Everything changed when AI entered my workflow. At first it was rough. When ChatGPT 3.5 came out, it was barely more than a faster Google with a knack for writing snippets. But even then I saw the potential. If this was just the beginning, I knew it could fundamentally reshape the way I worked. And it has.

AI didn't replace me — it changed my role.

Today, I spend less time typing code and more time driving the product forward:

  • I focus on architecture and developer experience (DX), which has always been a top priority for me.
  • I let AI handle the heavy lifting: writing code, generating tests, drafting docs, even refactoring infra setup.
  • I validate, guide, and polish.

Think of it like flying a plane: AI is the engine, but I'm still the pilot. My knowledge, my experience, and my analytical skills matter more than ever.

Where AI Fits in My Workflow

I now use AI for almost everything code-related, unless it's a trivial change that takes a minute.

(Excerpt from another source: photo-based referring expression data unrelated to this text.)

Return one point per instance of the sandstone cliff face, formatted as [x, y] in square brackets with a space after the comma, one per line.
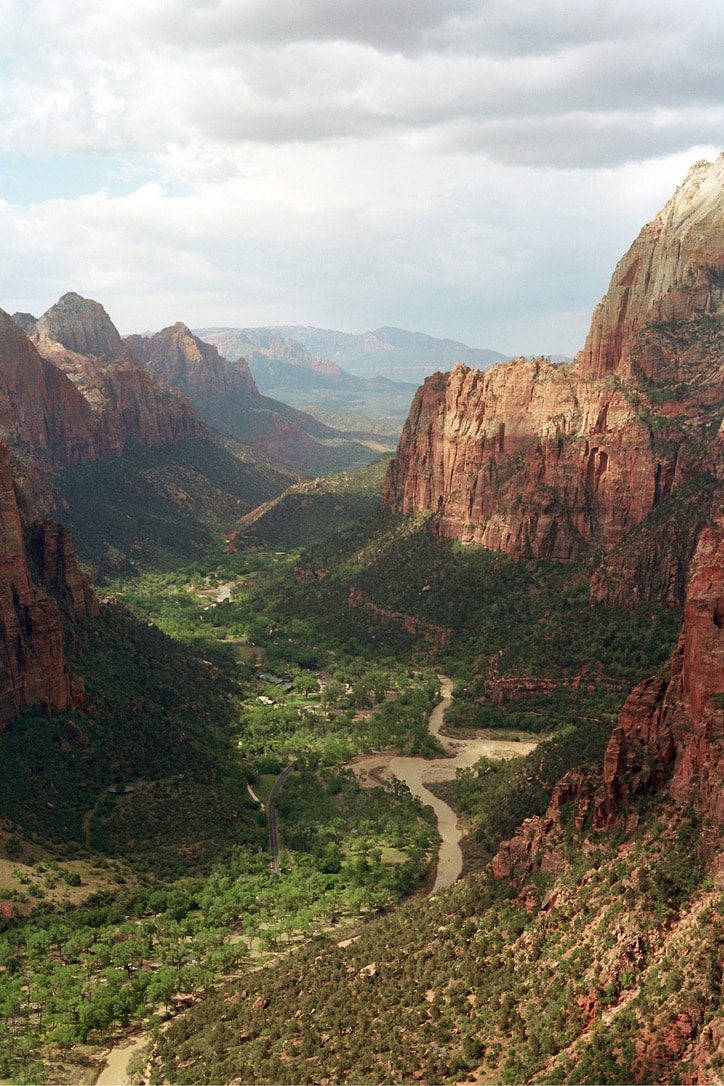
[77, 337]
[180, 358]
[670, 735]
[544, 461]
[672, 275]
[42, 416]
[32, 659]
[84, 328]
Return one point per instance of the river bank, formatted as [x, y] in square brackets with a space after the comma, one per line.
[417, 772]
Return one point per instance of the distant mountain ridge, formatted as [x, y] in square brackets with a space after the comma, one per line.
[225, 393]
[388, 352]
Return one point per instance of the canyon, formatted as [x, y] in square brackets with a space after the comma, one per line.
[558, 462]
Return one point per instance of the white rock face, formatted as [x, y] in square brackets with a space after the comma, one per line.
[673, 270]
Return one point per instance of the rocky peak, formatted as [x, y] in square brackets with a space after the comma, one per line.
[26, 321]
[37, 567]
[43, 417]
[672, 275]
[550, 461]
[83, 327]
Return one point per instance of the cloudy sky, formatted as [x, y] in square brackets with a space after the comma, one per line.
[468, 168]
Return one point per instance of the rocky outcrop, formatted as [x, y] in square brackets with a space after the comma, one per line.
[670, 281]
[554, 462]
[77, 337]
[670, 735]
[181, 360]
[84, 328]
[42, 415]
[34, 560]
[672, 732]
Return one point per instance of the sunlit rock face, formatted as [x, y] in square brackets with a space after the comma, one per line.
[178, 357]
[548, 462]
[35, 557]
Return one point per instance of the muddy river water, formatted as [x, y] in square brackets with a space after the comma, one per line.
[415, 772]
[460, 754]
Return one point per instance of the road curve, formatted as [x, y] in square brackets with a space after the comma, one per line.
[272, 821]
[460, 754]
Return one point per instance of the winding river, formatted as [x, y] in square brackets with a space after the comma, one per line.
[415, 772]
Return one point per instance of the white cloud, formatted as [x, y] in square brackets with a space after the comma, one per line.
[472, 168]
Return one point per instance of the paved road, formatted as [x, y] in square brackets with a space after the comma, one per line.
[271, 818]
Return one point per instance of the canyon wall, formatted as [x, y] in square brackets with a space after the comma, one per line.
[178, 357]
[559, 461]
[36, 559]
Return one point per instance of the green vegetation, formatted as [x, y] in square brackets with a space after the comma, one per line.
[475, 984]
[140, 874]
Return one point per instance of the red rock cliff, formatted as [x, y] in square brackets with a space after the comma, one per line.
[180, 358]
[78, 338]
[546, 461]
[32, 659]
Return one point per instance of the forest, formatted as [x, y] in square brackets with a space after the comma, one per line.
[139, 889]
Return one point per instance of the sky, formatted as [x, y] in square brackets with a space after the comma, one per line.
[468, 168]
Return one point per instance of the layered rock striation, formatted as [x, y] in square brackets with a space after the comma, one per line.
[77, 337]
[178, 357]
[669, 737]
[557, 461]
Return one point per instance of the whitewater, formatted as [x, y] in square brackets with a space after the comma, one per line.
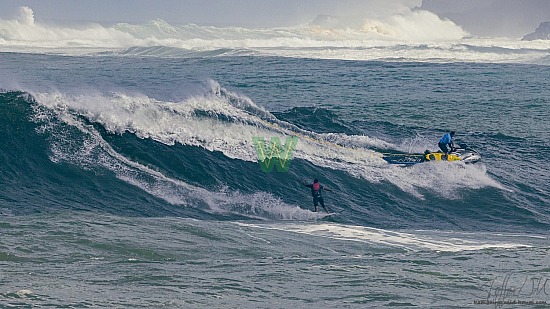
[130, 178]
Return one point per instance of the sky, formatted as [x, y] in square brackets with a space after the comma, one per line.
[479, 17]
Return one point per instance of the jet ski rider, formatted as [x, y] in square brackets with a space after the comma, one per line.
[446, 143]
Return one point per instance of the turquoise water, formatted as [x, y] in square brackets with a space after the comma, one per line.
[132, 181]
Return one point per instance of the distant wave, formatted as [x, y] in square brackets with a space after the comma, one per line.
[226, 122]
[404, 36]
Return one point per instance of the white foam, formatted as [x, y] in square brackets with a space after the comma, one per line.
[404, 240]
[226, 122]
[94, 151]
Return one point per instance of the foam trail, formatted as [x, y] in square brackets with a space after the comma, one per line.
[381, 237]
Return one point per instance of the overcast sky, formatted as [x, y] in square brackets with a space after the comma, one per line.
[485, 17]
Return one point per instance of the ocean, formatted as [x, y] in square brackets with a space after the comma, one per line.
[130, 179]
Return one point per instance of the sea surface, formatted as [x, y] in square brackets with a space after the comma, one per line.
[129, 177]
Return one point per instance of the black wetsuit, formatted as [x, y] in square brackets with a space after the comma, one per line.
[317, 196]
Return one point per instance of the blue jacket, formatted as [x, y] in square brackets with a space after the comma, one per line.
[446, 139]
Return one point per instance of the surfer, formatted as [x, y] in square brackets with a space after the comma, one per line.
[317, 193]
[446, 143]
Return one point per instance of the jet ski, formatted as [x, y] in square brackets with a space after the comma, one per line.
[462, 153]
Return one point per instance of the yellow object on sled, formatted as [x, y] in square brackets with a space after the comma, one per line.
[440, 156]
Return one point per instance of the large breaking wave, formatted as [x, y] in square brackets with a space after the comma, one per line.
[410, 35]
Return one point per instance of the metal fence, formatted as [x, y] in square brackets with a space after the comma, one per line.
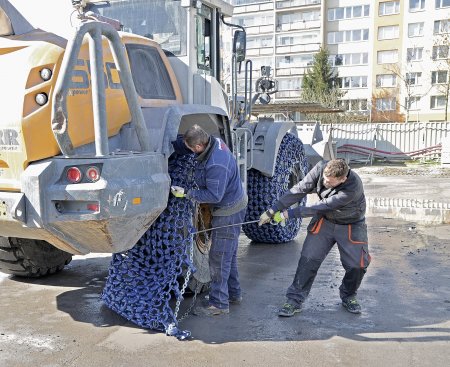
[388, 141]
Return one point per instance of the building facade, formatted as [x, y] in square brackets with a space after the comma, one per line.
[392, 57]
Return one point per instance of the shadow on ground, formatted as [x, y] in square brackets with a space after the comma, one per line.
[405, 294]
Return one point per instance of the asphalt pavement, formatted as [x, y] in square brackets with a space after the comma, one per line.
[61, 321]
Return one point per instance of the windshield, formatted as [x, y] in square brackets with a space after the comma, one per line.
[161, 20]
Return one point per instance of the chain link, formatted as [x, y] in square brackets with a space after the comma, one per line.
[142, 280]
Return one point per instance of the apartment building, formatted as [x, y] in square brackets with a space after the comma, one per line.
[392, 56]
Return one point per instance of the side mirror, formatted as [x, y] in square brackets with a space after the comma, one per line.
[239, 45]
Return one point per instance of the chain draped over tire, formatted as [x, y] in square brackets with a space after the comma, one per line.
[142, 280]
[290, 167]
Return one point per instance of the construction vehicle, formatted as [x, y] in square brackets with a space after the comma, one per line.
[88, 116]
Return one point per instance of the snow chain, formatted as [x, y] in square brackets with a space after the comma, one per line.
[142, 280]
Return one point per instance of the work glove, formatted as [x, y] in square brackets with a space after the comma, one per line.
[279, 217]
[266, 217]
[177, 191]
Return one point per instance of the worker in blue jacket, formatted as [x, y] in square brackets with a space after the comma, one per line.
[338, 217]
[219, 185]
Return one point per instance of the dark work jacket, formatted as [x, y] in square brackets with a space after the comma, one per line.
[343, 204]
[217, 177]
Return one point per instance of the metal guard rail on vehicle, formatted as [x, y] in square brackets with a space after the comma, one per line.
[59, 120]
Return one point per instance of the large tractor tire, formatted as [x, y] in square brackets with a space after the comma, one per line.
[31, 258]
[290, 167]
[144, 280]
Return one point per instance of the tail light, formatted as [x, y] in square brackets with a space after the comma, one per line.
[74, 175]
[93, 174]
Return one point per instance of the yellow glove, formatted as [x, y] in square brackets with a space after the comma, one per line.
[266, 217]
[279, 218]
[177, 191]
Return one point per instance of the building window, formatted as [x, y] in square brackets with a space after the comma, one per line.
[386, 80]
[414, 54]
[439, 77]
[298, 38]
[442, 4]
[413, 78]
[440, 52]
[389, 7]
[246, 2]
[437, 102]
[349, 59]
[284, 62]
[253, 21]
[441, 26]
[296, 20]
[415, 29]
[259, 42]
[416, 5]
[386, 104]
[387, 56]
[353, 104]
[353, 82]
[412, 103]
[388, 32]
[290, 84]
[348, 12]
[355, 35]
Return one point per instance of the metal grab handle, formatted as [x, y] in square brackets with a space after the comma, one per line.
[59, 121]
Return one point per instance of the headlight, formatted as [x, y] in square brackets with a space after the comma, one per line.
[41, 99]
[46, 74]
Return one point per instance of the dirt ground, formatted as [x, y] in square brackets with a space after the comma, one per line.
[60, 320]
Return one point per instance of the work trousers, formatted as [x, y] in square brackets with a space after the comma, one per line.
[321, 237]
[223, 260]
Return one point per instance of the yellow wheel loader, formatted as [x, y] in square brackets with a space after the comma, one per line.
[93, 93]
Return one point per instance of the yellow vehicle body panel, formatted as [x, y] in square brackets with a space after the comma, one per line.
[25, 127]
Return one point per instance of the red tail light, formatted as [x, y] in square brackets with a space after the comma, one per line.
[93, 207]
[74, 175]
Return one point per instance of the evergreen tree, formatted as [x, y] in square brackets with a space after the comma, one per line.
[320, 85]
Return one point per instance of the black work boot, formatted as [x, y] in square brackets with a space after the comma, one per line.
[289, 310]
[351, 305]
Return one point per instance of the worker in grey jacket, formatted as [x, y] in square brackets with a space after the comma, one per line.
[338, 217]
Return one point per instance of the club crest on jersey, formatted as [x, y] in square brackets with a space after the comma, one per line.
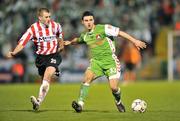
[98, 37]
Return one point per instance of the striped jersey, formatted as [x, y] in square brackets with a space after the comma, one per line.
[44, 38]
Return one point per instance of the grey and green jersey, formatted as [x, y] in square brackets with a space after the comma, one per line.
[99, 41]
[102, 50]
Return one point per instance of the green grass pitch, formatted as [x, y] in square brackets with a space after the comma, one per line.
[163, 101]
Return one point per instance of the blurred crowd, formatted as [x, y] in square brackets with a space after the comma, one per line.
[141, 18]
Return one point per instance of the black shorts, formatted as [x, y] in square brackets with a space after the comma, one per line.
[43, 61]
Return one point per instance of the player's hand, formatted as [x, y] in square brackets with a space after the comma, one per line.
[67, 42]
[140, 45]
[10, 55]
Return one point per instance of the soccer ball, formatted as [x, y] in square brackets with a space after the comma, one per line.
[139, 105]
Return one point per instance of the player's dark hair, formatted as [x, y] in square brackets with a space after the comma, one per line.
[87, 13]
[40, 10]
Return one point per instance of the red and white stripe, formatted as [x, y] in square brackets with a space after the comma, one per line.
[45, 39]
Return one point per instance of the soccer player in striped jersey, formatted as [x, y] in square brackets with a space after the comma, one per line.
[47, 36]
[103, 59]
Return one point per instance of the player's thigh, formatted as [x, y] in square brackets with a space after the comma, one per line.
[49, 72]
[89, 76]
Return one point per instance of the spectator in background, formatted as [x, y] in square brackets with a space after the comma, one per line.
[47, 37]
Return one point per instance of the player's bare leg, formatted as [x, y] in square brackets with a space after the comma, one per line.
[117, 94]
[88, 78]
[44, 88]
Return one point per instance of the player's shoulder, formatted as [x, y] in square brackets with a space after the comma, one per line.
[100, 25]
[52, 21]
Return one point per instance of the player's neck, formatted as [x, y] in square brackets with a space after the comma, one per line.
[92, 29]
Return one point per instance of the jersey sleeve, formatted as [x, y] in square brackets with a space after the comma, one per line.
[26, 37]
[81, 38]
[59, 31]
[111, 30]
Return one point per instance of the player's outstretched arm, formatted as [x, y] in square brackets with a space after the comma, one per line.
[73, 41]
[18, 48]
[61, 44]
[139, 44]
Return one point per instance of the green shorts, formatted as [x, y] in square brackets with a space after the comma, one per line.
[109, 67]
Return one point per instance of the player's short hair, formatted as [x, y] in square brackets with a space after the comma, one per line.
[40, 10]
[87, 13]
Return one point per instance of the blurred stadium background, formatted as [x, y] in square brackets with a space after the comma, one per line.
[148, 20]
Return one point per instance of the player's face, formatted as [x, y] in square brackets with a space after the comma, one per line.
[45, 18]
[88, 22]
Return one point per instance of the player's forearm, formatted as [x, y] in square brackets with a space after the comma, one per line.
[74, 41]
[18, 48]
[127, 36]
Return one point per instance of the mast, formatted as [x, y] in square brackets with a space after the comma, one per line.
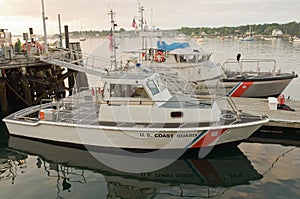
[44, 24]
[141, 11]
[60, 36]
[112, 38]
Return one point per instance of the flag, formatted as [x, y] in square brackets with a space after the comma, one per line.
[110, 38]
[134, 25]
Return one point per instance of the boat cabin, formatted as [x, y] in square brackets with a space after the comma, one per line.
[143, 98]
[132, 86]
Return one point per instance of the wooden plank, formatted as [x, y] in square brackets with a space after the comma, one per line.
[279, 118]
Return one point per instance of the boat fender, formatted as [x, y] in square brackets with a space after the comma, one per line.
[281, 99]
[159, 57]
[42, 115]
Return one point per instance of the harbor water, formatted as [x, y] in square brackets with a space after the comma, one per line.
[266, 166]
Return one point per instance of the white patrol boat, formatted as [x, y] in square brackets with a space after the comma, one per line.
[134, 111]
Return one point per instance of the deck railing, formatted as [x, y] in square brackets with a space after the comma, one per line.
[243, 65]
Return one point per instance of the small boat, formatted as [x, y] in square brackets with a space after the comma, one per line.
[250, 35]
[294, 39]
[254, 78]
[137, 112]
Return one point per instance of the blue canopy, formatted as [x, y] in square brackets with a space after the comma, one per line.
[176, 45]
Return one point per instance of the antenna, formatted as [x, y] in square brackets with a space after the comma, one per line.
[45, 31]
[112, 39]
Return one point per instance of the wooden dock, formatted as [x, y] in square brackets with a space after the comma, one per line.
[278, 118]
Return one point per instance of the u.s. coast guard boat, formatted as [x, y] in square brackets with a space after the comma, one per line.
[134, 111]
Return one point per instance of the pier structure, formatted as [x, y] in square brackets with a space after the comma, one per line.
[25, 79]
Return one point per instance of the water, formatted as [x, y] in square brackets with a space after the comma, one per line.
[259, 168]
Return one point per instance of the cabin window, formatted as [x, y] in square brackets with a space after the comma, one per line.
[182, 58]
[176, 114]
[152, 87]
[160, 84]
[192, 58]
[202, 58]
[126, 90]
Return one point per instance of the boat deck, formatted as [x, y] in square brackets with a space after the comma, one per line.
[277, 118]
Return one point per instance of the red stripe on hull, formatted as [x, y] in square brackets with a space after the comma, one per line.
[241, 89]
[210, 136]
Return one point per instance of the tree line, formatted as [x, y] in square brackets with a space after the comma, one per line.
[291, 28]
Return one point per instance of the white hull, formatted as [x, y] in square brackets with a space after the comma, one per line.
[256, 88]
[133, 138]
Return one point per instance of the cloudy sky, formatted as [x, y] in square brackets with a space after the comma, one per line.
[19, 15]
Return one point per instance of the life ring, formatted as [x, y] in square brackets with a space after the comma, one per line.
[159, 57]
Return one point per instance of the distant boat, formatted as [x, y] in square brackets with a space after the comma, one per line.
[250, 37]
[259, 83]
[294, 39]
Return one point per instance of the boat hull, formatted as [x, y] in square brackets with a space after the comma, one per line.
[258, 89]
[133, 138]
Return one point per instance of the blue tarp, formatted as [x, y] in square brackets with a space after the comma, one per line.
[176, 45]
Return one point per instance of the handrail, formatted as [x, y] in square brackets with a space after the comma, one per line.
[241, 62]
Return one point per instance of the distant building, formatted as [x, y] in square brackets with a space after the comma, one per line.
[277, 33]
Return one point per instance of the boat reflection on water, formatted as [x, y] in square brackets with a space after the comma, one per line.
[189, 177]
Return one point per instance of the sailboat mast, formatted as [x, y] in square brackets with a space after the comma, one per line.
[113, 31]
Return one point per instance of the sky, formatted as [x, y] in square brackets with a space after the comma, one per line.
[18, 15]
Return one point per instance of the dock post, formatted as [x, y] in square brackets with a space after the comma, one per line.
[3, 97]
[71, 80]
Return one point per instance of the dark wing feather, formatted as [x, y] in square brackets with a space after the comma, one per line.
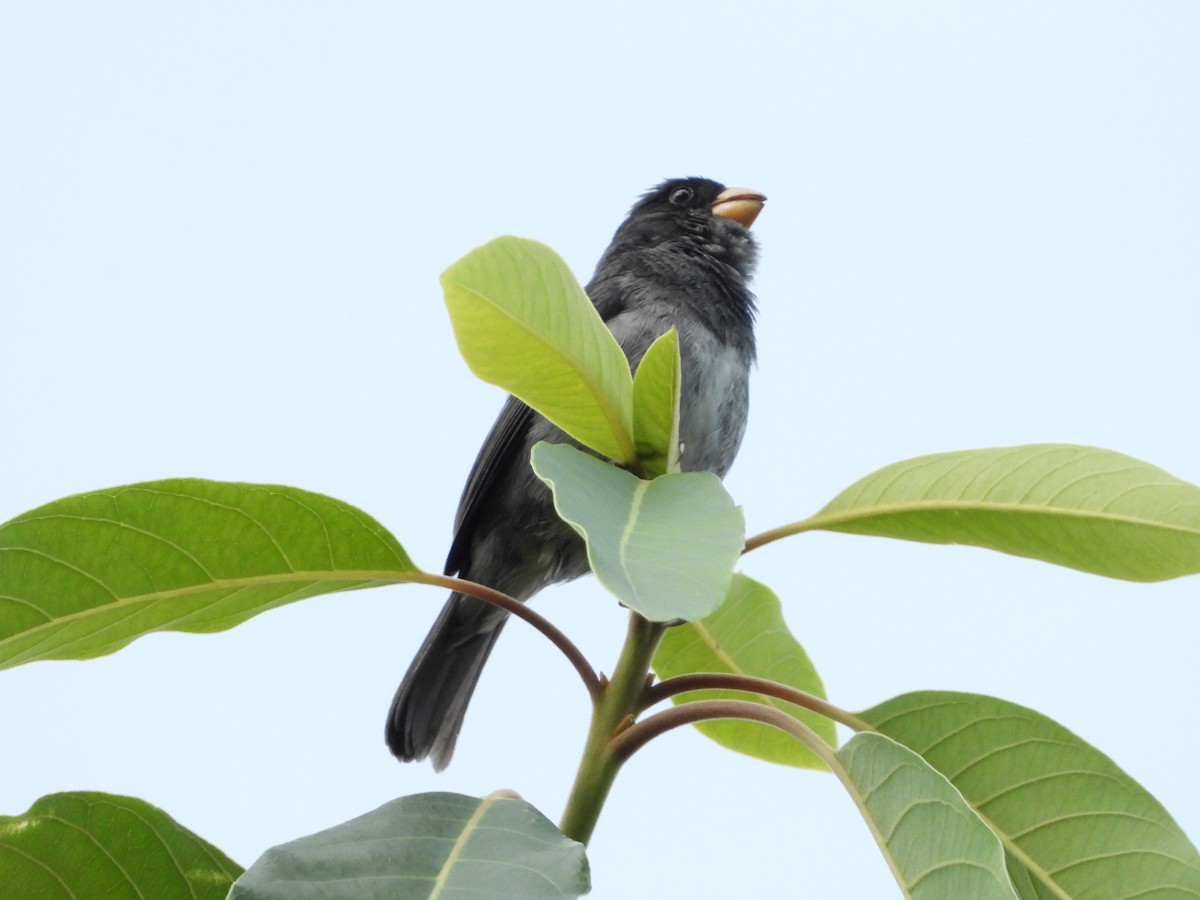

Boilerplate and refactoring: AI handles repetitive code with ease

Debugging and problem-solving: I provide full context, and AI often finds in minutes what I've spent hours chasing

Example: I once struggled for days with a Next.js middleware that worked locally but failed in CI. After narrowing it down to Docker, I gave AI the context. Within minutes, it spotted the issue. After a small refactor, the middleware worked and the CI time dropped from 10 minutes to under 5.

Learning new stacks: On the Richemont mission, I had to write Swift without prior deep knowledge. AI accelerated my learning curve, helping me build complex features while still letting me understand what was going on.

AI isn't just for coding either. I use it for ADR writing, repo hygiene, documentation, architecture decisions, and even debugging CI pipelines.

The Boundaries I Set

AI isn't perfect — and using it blindly is a recipe for messy, unreadable code. I've seen it propose variables without typings, single-letter names, or ignored rules. That's not acceptable.

Here's how I ensure rigor isn't lost:

Strict guardrails: Strong lint and TypeScript rules, plus tests that AI must pass before I even review the code

Layered validation: I run deep code reviews myself and sometimes ask AI in a fresh context to review again

Structured process: For complex tasks, I never ask AI to just "spit out code." I first ask for a plan, then have it execute step by step

This may sound tedious, but it saves time later. A clean, well-understood codebase is an asset. A mess, even if generated quickly, is a liability.

The Impact

Developer Experience (DX): Cleaner, more robust codebases. I now focus on maintainability and readability instead of firefighting. It's a joy to work in code that feels solid.

Product Delivery: Faster than ever, but also more reliable. I have more time to test and polish features instead of rushing them out.

My Philosophy

For me, AI-assisted development means I'm still in charge. AI accelerates, but it doesn't replace judgment, experience, or discipline.

  • Don't outsource ownership. If you don't understand the code, you can't maintain it.
  • Don't trade rigor for speed. AI lets you move faster, but only if you enforce quality.
  • Use AI as a partner, not a crutch. Let it generate, but guide, review, and refine.

In one sentence: AI is my pair programmer, but I'm the one holding the wheel.